Sep 27, 2021

Article #2 >>>>> >Journal of the K-12 Revolution: Essays and Research from Minneapolis, Minnesota, Vo

 Article #2

The Adult Responsibility to Specify Knowledge and Ethical Values for Transmission to Youth

K-12 public education has for four decades now proceeded ideologically on the basis of a degraded approach first generated by William Heard Kilpatrick at Teachers College/Columbia University during the 1920s---  and eventually embraced by education professors at colleges, schools, and departments of education throughout the United States.  The anti-knowledge creed did not gain acceptance until the 1960s but from that time forward came to be increasingly, pervasively dominant in the public schools.  

The essential approach devalues specified knowledge sets in favor of curriculum left to student and teacher whim.  

For those in our locally centralized school districts with curricular decision-making responsibility, this approach constitutes a reprehensible abdication of adult responsibility---  as if those stories had not been told around campfires, wisdom of the elders had not been passed on to youth, and societal knowledge had not been specified for transmission throughout the generations.

We must jettison this anti-knowledge creed and embrace the adult responsibility of deciding the knowledge sets and the ethical values to be passed on to our youth…

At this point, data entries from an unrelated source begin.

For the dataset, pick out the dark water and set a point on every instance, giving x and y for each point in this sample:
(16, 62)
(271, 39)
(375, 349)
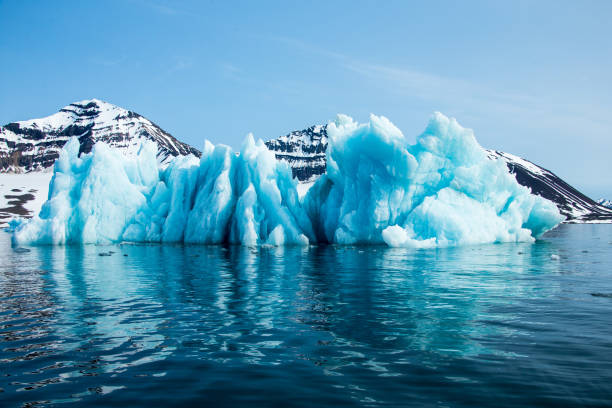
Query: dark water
(495, 325)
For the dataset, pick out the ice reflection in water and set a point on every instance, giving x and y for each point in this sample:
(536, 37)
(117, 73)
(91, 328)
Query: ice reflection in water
(309, 326)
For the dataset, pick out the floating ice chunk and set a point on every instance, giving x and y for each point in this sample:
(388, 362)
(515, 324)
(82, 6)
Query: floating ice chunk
(441, 191)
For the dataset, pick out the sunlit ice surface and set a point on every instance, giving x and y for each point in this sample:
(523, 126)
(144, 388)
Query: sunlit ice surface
(512, 324)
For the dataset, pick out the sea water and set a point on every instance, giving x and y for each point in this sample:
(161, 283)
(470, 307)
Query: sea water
(503, 325)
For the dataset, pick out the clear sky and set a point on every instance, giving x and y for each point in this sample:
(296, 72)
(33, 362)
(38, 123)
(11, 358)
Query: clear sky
(531, 78)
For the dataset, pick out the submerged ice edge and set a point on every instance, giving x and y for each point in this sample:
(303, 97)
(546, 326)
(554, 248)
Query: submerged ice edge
(378, 189)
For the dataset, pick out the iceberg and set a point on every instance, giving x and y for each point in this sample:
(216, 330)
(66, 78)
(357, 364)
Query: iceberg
(379, 189)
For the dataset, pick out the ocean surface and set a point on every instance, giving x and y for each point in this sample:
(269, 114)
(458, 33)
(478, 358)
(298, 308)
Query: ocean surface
(507, 325)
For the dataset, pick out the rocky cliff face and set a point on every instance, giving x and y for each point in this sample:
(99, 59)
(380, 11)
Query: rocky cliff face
(305, 152)
(33, 145)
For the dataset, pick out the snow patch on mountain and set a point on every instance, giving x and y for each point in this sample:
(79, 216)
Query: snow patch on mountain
(605, 203)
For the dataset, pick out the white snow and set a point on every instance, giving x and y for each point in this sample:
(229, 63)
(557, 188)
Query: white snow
(26, 183)
(441, 191)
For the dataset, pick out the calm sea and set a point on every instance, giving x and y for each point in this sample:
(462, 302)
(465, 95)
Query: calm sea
(508, 325)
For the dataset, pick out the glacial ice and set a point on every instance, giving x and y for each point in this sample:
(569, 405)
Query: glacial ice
(378, 189)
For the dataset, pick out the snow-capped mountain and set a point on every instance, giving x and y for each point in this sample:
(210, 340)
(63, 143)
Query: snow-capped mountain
(605, 203)
(33, 145)
(305, 152)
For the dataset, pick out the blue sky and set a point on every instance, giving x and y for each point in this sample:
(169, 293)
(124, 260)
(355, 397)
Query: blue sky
(531, 78)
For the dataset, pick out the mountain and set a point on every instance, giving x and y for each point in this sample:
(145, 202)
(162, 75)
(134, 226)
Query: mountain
(605, 203)
(33, 145)
(304, 151)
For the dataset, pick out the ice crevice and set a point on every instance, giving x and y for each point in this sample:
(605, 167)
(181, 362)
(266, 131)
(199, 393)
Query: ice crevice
(442, 190)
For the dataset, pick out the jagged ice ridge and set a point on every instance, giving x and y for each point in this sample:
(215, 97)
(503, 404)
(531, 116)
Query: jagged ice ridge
(378, 189)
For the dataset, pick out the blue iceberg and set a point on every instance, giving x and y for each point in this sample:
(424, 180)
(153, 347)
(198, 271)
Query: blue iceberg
(378, 189)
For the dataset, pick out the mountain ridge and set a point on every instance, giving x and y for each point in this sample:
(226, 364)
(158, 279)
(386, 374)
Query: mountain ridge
(33, 145)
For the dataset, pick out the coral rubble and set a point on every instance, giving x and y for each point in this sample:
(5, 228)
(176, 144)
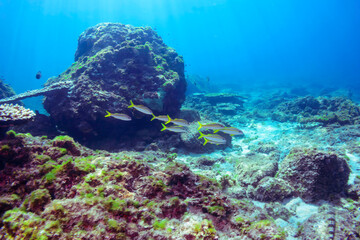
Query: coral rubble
(59, 189)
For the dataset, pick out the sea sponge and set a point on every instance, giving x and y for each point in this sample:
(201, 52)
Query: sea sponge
(14, 114)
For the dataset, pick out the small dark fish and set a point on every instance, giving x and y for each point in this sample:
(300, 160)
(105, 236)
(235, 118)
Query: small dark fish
(38, 75)
(120, 116)
(177, 121)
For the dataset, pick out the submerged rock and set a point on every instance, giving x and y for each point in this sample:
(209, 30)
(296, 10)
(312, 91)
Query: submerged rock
(330, 223)
(314, 174)
(116, 63)
(5, 90)
(336, 110)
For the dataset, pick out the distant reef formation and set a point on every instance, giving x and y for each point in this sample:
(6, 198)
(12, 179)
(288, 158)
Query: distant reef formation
(116, 63)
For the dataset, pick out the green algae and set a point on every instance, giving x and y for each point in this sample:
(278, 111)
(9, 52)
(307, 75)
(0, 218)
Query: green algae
(160, 225)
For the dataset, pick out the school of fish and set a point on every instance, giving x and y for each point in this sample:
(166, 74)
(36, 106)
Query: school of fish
(179, 125)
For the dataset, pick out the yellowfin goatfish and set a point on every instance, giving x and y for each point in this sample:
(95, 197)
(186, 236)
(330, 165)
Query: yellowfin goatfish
(141, 108)
(120, 116)
(231, 131)
(212, 138)
(177, 121)
(213, 126)
(173, 128)
(163, 118)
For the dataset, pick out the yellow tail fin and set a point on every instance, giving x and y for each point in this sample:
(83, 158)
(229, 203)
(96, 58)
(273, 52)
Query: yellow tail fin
(153, 117)
(200, 126)
(131, 104)
(201, 135)
(108, 114)
(169, 119)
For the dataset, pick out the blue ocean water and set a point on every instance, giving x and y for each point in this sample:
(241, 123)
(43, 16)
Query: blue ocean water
(234, 41)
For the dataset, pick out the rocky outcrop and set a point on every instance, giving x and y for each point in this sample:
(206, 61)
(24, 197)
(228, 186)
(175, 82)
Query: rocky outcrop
(5, 90)
(314, 174)
(116, 63)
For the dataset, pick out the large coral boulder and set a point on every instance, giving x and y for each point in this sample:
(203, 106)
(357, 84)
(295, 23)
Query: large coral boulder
(314, 174)
(116, 63)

Knowledge Sets to Be Imparted in Systems of Public Education

Schools in systems of public education function along with family. religious organizations, and social and political assemblages as the key institutions influential in determining human behavior.   When a person's genetic inheritance and biological development during the first five years of life interact with one's environment as determined by these institutions and by life experiences, a person becomes all that she or he is and shall be.  

Because people between the ages of five and eighteen spend so much time in school, the knowledge and values acquired in the school setting determine much of the individual's information base and ethical values. Greatest care must be taken, therefore, as to the knowledge and values transmitted.

As to knowledge, each student should  be given the foundation to pursue any profession that she or he selects.  At K-5, curriculum should emphasize mathematics, biology, chemistry, physics, history, government, economics, psychology, American and world literature, English usage, the visual arts, and music.  

These subjects should continue to determine curriculum, with increasing experiences also with world languages and the vocational and technological arts from middle school through high school.  Most students should upon such a firm foundation then be prepared to take Advanced Placement courses and to opt for electives according to their driving interests, academic aspirations, and professional goals. 

Such a public education will produce citizens positioned to dwell as culturally enriched, civically engaged, professionally satisfied human beings living maximally for self and society on this one earthly sojourn.

Ethical Values to Be Imparted in Public Schools Overhauled for Curricular Excellence

School represents, along with family, religious institutions, social organizations, and other life experience a determinative force as a person's genetic and biological constitution interacts with environment.

To produce an informed citizenry in the generations to come, to replace the abysmally ignorant national populace extant today, we must overhaul education for knowledge intensity and elevated ethical content.

At their best, the world's major belief systems offer values to be incorporated into a consensual ethical value system >>>>>  

>>>>>  from Judaism, the relentless aspiration to discover and live according to supreme justice and righteousness; 

>>>>> from Hinduism, the non-egotistical commitment to >dharma< (moral law) in the pursuit of spiritual liberation;  

>>>>>  from Confucianism. the commitment to practical daily behavior for betterment of family and society,  

>>>>> from Daoism, an appreciation for nature and flexible response to both aversive and joyful events;  

>>>>>  from Christianity, universal love for all humankind;  

>>>>> from Buddhism, deep compassion for all beings in lives of firm mental and moral discipline;  

>>>>>  from Islam, steadfast and undistracted devotion to supreme truth and disciplined personal behavior.  

In our classrooms, we must conduct vigorous discussions focused on these  exalted moral values, with a commitment to go forth in the world with love for all human beings, deep appreciation for nature, and a commitment to the best life for all on this one earthly sojourn.